At A Counter On A Cloudy Morning
ERIC CHAET
(originally posted at 100 Peculiarly Useful So-Called Poems)
-for John Bennett
I wake, cold.
I don’t remember any dream.
The ground’s frosty.
I sit at a counter, drinking coffee.
The others are preparing to drive their trucks,
feed their corn stalks to their white-breath cows,
operate machinery that produces toilet paper & packaging.
They know what they owe, & how much they will earn.
They tell of recent bureaucratic run-arounds & vandalism–
& catch up on the ball teams.
The newspaper is full of celebrities
the useless pronouncements of authorities
attempting to cut themselves heroic notches in history
& tragedies that have occurred
to people never before considered worthy of mention.
The Sun has been obscured for a long time already.
I don’t know how long I’ll sustain myself.

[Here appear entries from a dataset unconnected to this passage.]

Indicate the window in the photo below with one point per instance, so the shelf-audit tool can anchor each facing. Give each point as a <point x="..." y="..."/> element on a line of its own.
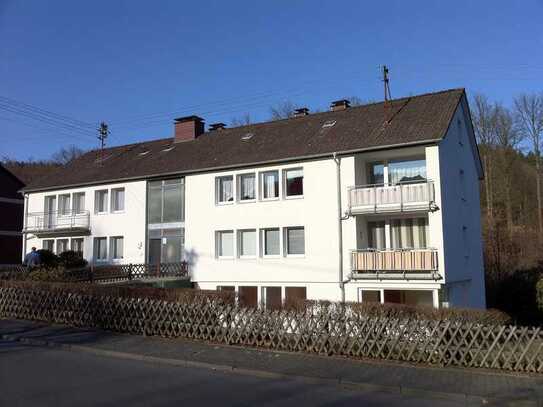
<point x="225" y="244"/>
<point x="271" y="242"/>
<point x="166" y="201"/>
<point x="78" y="202"/>
<point x="77" y="245"/>
<point x="409" y="233"/>
<point x="225" y="189"/>
<point x="100" y="248"/>
<point x="247" y="187"/>
<point x="294" y="182"/>
<point x="62" y="245"/>
<point x="117" y="200"/>
<point x="295" y="241"/>
<point x="376" y="235"/>
<point x="407" y="171"/>
<point x="270" y="184"/>
<point x="116" y="248"/>
<point x="247" y="243"/>
<point x="100" y="201"/>
<point x="64" y="204"/>
<point x="48" y="244"/>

Eric Chaet, born Chicago, 1945, South Side, beaten, denigrated, sinking, swimming—servant of a refractory nation and species, sweating laborer in factories and warehouses, wearing jacket and tie in offices and classrooms—“so-called poems” published and posted around the world, sporadically, for decades—author of People I Met Hitchhiking On USA Highways (read a review) and How To Change the World Forever For Better—perpetual polymath student, synthesizer of specialists’ insights and methods, solo consultant regarding space exploration and accidents involving obsolete industrial machinery—album of songs Solid and Sound—hitchhiked back and forth between the Pacific and Atlantic, sleeping out for years and subsisting on water and sunflower seeds, stapling a series of 1500 posters he made to utility poles, inciting whoever saw them to seize the responsibility for their own lives—governing without coalition or means of or inclination to coerce or confiscate, from below, approximately invisible.